Ending U.S. torture gains the moral high ground, but will not in itself make America safer. By Thomas Hegghammer The CIA torture memos have generated a media storm in the United States. Many have expressed surprise and indignation at the nature and extent of state-sanctioned torture in the war on terror. On the center-left ...
Ending U.S. torture gains the moral high ground, but will not in itself make America safer.
By Thomas Hegghammer
The CIA torture memos have generated a media storm in the United States. Many have expressed surprise and indignation at the nature and extent of state-sanctioned torture in the war on terror. On the center-left of the political spectrum there is also a sense of relief and hope that the dark Bush era is over and that a torture-free America will regain the moral high ground and be safer as a result.

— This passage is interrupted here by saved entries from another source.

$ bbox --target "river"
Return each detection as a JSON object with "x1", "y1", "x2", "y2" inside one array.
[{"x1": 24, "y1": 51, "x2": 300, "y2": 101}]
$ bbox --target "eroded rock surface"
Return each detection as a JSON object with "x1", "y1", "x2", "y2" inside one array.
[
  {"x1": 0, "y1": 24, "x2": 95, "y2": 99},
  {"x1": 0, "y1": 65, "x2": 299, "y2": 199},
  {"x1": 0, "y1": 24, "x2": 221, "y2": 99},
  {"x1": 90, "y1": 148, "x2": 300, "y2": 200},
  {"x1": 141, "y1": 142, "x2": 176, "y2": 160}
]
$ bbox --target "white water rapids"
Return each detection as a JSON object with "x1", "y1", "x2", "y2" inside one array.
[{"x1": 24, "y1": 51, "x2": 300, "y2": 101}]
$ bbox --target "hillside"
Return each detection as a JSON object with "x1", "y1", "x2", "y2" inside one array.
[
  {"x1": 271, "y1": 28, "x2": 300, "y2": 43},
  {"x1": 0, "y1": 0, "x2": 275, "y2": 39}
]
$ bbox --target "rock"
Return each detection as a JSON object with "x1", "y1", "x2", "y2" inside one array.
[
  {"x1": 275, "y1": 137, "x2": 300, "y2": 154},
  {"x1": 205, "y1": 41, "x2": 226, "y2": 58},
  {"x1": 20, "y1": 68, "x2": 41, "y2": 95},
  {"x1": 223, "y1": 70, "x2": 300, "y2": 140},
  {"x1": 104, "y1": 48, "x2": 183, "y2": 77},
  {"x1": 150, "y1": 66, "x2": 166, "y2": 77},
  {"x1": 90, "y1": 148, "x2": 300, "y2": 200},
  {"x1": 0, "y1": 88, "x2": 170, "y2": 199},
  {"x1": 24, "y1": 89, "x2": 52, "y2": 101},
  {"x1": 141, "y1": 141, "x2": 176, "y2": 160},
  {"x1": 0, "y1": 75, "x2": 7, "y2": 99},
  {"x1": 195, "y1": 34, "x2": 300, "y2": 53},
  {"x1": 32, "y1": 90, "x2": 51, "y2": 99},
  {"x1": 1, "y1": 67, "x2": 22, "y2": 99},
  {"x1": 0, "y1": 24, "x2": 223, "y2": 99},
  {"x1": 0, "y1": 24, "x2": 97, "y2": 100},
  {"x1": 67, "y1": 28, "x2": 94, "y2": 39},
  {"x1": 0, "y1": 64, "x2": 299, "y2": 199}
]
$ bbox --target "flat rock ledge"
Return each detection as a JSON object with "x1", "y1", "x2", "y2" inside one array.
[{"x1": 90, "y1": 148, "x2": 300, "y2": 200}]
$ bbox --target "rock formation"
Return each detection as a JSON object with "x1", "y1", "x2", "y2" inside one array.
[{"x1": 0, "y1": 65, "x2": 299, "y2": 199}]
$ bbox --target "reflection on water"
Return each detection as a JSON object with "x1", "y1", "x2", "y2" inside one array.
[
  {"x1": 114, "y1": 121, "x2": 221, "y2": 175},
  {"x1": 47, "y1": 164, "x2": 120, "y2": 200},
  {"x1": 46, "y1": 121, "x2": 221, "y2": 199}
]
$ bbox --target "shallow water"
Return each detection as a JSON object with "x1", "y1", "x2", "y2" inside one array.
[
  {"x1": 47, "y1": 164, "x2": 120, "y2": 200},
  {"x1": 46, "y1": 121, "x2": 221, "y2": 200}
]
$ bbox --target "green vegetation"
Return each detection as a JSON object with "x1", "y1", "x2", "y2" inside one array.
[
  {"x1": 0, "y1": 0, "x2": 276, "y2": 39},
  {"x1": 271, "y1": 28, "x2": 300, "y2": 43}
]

Switch to the jihadi Internet forums, where thousands of radical Islamists log on every day to debate religion, politics, and the latest news from the war on terror. Last week there were debates on all kinds of topics, from swine flu to the financial crisis to the alleged capture of the leader of al Qaeda in Iraq. But there was virtually nothing about the torture memos.
This wasn’t because the jihadists don’t care about how the United States treats detainees. Pictures from Guantánamo and Abu Ghraib have been among al Qaeda’s most widely used and most potent recruitment tools in the post-9/11 era. Since early 2002, not a day has passed without Guantánamo being mentioned somewhere on the jihadi Internet. Outrage over Abu Ghraib was the single most important motivation for foreign jihadists going to Iraq in 2004 and 2005. Al Qaeda hostage takings began after the establishment of Guantánamo and skyrocketed after Abu Ghraib. More than one Western hostage met his fate in Iraq wearing an orange jumpsuit.
Nor is al Qaeda’s silence on the memos a tacit admission that the end of torture is bad for its recruitment. Jihadi strategists have never shied away from publicly discussing the objective challenges they are facing. There are many reasons for al Qaeda to fear an Obama administration, but the cleanup of the CIA black sites is not one of them.
The reason for the silence on the forums is that al Qaeda couldn’t care less about the current U.S. debate about torture. The questions of who signed which memos when, whether Khalid Sheikh Mohammed was waterboarded 80 or 180 times, and whether a millipede was inserted into Abu Zubaydah’s confinement box are only interesting for those who did not expect the United States to behave this way. And the jihadists are not among them.
For a start, al Qaeda never cared about the black sites in the first place. It never expected its leaders to be treated gently, and it knew the dungeons of Cairo were infinitely worse anyway. Moreover, even if the CIA really did stop torture, the United States has so little credibility left in the Muslim world that virtually nobody would believe it. And those who would believe it would rightly point out that the practice of rendition will continue. Most importantly, Guantánamo and Abu Ghraib have already provided enough propaganda material to last a generation. For the jihadists — indeed for most Muslims — the CIA memos are a small drop in an ocean of examples of Western injustice toward Muslims.
The bottom line is that the damage caused by Guantánamo and Abu Ghraib is irreparable and the end of U.S. torture will not in itself make the United States safer from this generation of jihadists. Ending torture in the United States is obviously important, but it will only bring security benefits if it is part of a broader policy package that includes pressure on allied regimes to do the same.
Cleaning up America’s own backyard might make liberals feel good about themselves, but they should not be fooled into thinking that this alone will make them safer.
Thomas Hegghammer is a fellow at Harvard Kennedy School and a senior research fellow at the Norwegian Defence Research Establishment. He is the coauthor of Al Qaeda in Its Own Words and author of the forthcoming Jihad in Saudi Arabia. He blogs about jihadi Web sites at www.jihadica.com.